Accuracy of machine learning techniques in forecasting tunnelling-induced soil settlements with limited data
Accuracy of machine learning techniques in forecasting tunnelling-induced soil settlements with limited data
This article presents a comprehensive comparison of the predictive accuracy of 5 Machine Learning algorithms – Support Vector Machine, Decision Tree, Random Forest, Extreme Gradient Boosting (XGBoost) and Back- propagation Neural Network – in forecasting maximum settlements induced by earth pressure balance tunnel boring machines. The study evaluates those algorithms’ performance using a dataset of 2,590 settlement measurements associated with soil parameters and shield operational parameters, collected from 13 km of the Grand Paris Express Project (line 15 South West and line 14 South).
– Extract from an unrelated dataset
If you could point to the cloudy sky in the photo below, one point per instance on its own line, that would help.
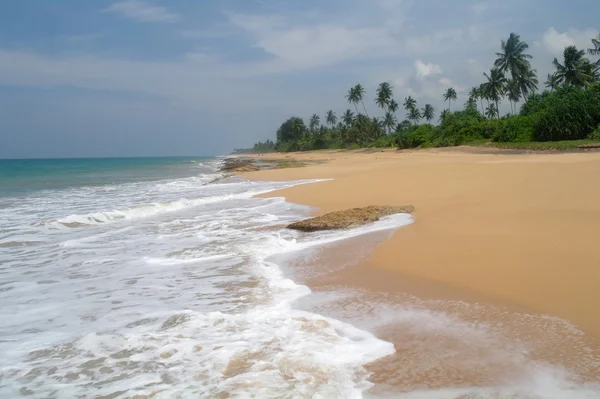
(194, 77)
The analysis reveals that, for the small dataset used in this study, ensemble methods, specifically XGBoost and Random Forest, outperform artificial neural networks in predicting settlements. These methods remain reliable even with only 30% of the dataset used for training. The article further explores the regularization and optimization of hyperparameters for Random Forest and XGBoost, shedding light on their enhanced predictive capabilities. Furthermore, variations in the data split between training and testing sets are explored, highlighting the effectiveness of these Machine Learning algorithms in achieving accurate predictions with limited datasets.